Risulta, dunque, solo parzialmente valida una teologia e una relativa prassi ecclesiale che siano soltanto della Parola senza possedere e attuare una confessione del peccato nella Chiesa e con la Chiesa. In questo caso è, dunque, vero l’assunto che extra «Ecclesiam nulla salus», poiché confessare il peccato senza la Chiesa significa meramente dimenticarsi che chi pecca lo fa contro Dio, ma anche contro i fratelli e le sorelle rappresentati sulla croce dalle piaghe di Gesù Cristo morto e risorto. Non è la stessa cosa inginocchiarsi dinanzi a una croce nuda senza crocifisso, oppure farlo davanti a un’altra con la rappresentazione corporea di Colui che, avvolto dalle «fiamme dell’amore divino», è la Parola stessa fattasi carne e che a ciascuno di noi può aver detto: «nemmeno io ti condanno. Va in pace e d’ora in poi non peccare più» (Gv 7,11).

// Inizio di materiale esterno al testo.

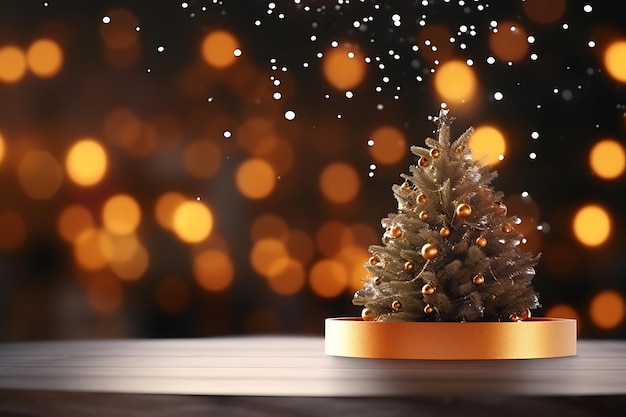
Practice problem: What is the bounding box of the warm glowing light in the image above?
[573,204,611,246]
[154,191,187,230]
[26,39,63,78]
[200,30,239,68]
[86,275,124,314]
[604,40,626,83]
[193,249,235,292]
[183,139,222,179]
[309,259,349,298]
[367,126,408,165]
[172,201,213,243]
[17,151,63,200]
[109,237,150,281]
[319,162,361,204]
[65,139,107,186]
[522,0,565,24]
[589,290,626,330]
[546,304,580,321]
[57,205,94,243]
[0,133,5,164]
[250,237,289,277]
[435,60,477,103]
[489,21,528,62]
[589,139,626,180]
[322,43,366,90]
[0,211,27,250]
[267,258,306,295]
[102,194,141,235]
[250,213,288,241]
[155,277,191,313]
[99,9,139,50]
[0,45,27,83]
[235,158,276,200]
[467,126,506,165]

[1] Ci sia consentito, per l’esemplificazione, il rimando al nostro studio: G. Pasquale, «Pater Pio – der Kapuziner mit den Wundmalen», Geist und Leben 73 (2000) 98-112.
[2] Cf
[3] E la ragione principale deve «essere ricercata nell’ambito della spiritualità sviluppata da Marco d’Aviano. La lettura dei documenti diversi fornisce l’immagine di lui come di un apostolo che ha una devozione tutta interiore e che insiste sulle attitudini del cuore dei fedeli, lasciando largo spazio all’affetto»: B. Dompnier, «L’apostolato di Marco d’Aviano», 270.
[4] Nota 28 p. 291.
[5] Anzi sotto questo preciso profilo, P. Marco supera di gran lunga la stessa teologia morale cattolica del XVIII secolo la quale, se viene considerata come aderente al sistema probabiliorista, allora nemmeno essa andava esente dal medesimo rigorismo giansenista. In questa situazione si comprende la novità morale del P. Marco d’Aviano, che si atteneva a una moderazione comprensiva della fragilità umana e, insieme, della sua attitudine a collaborare con la grazia di Dio.

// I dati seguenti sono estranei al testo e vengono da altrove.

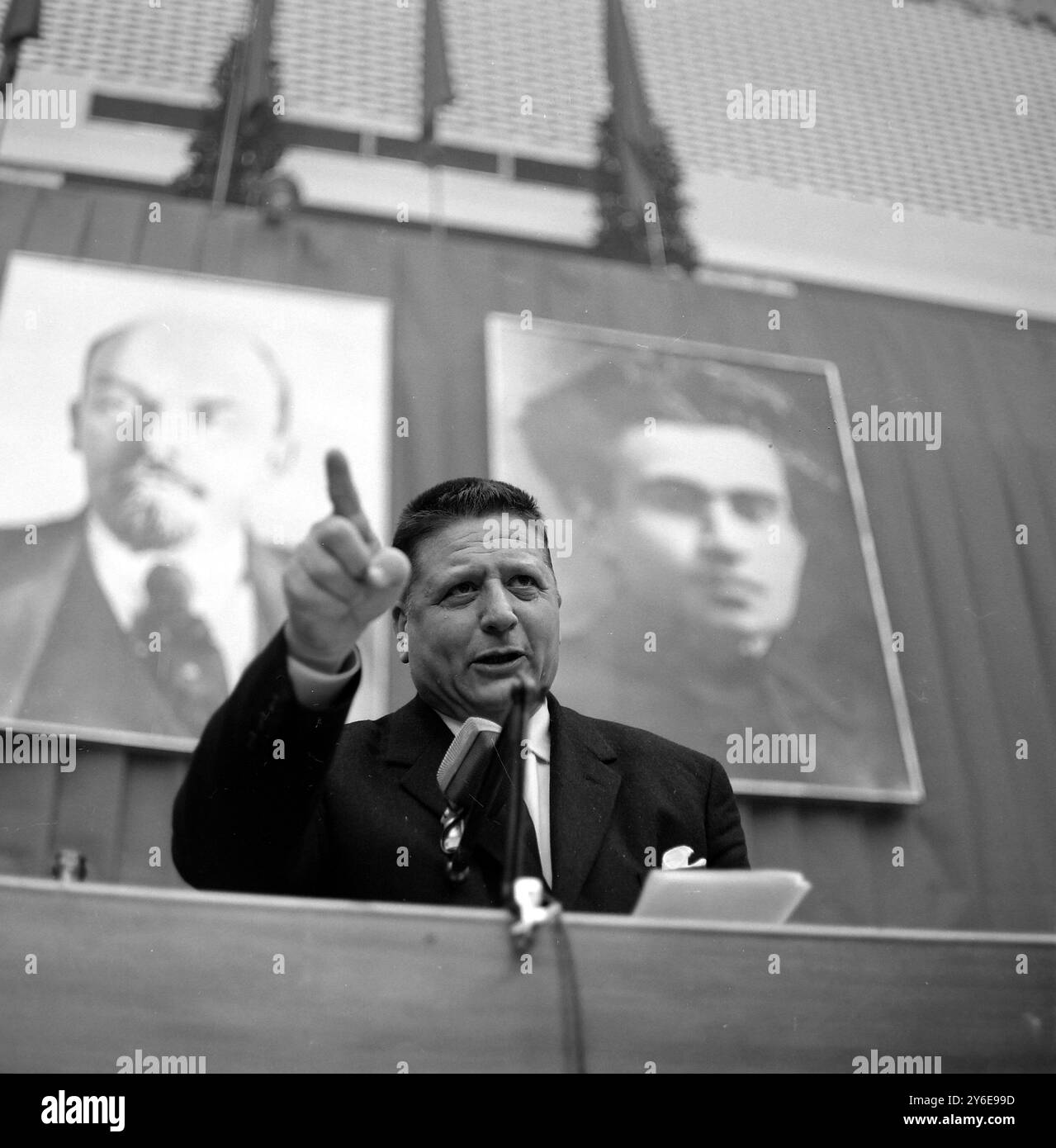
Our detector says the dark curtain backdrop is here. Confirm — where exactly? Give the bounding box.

[6] Merita un accenno l’interessante accostamento compiuto tra la politica imperiale dei Cappuccini e quella dei Gesuiti, fatta sulla scorta dell’analogia tra le due Scuole teologiche dei Domenicani e dei Gesuiti in merito alla dottrina della grazia e alla teologia scolastica barocca. Se queste due si opponevano in modo dirimpettaio, dinanzi alla politica imperiale i Cappuccini e i Gesuiti costituivano soltanto due «verschiedene geistige Haltungen gegenüber». «Es sind die Mitglieder zweier Orden, Jesuiten und Kapuziner, die in der Staatspolitik des 16. und 17. Jahrhunderts begegnen. Wie in den theologischen Kontroversen der “Barockscholastik” jesuitische und dominikanische Lehren miteinander konkurrierten, in der Gnadenlehre ebenso wie im Souveränitätsproblem oder in der Zinsfrage, so traten auch in den beiden Schulen der Politik, die durch Jesuiten und Kapuziner gekennzeichnet sind, einander verschiedene geistige Haltungen gegenüber. Merkwürdigerweise allerdings in einem ganz anderen Sinne, als es der theologische Antagonismus der beiden Orden vermuten ließe»: E.K. Winter, «Marco d’Aviano und der Staat», in K.J. Grauer – E.K. Winter – H.K. Zessner-Spitzenberg, ed., Marco d’Aviano Ord. M. Cap. Sein Werk und seine Zeit. Eine Festschrift zum 250. Jahrestag der Türkenbefreiung, GSUR & CO., Wien 1933, 150-171, qui 151. Si veda anche S.G. Monteduro, Marco d’Aviano, 45-54.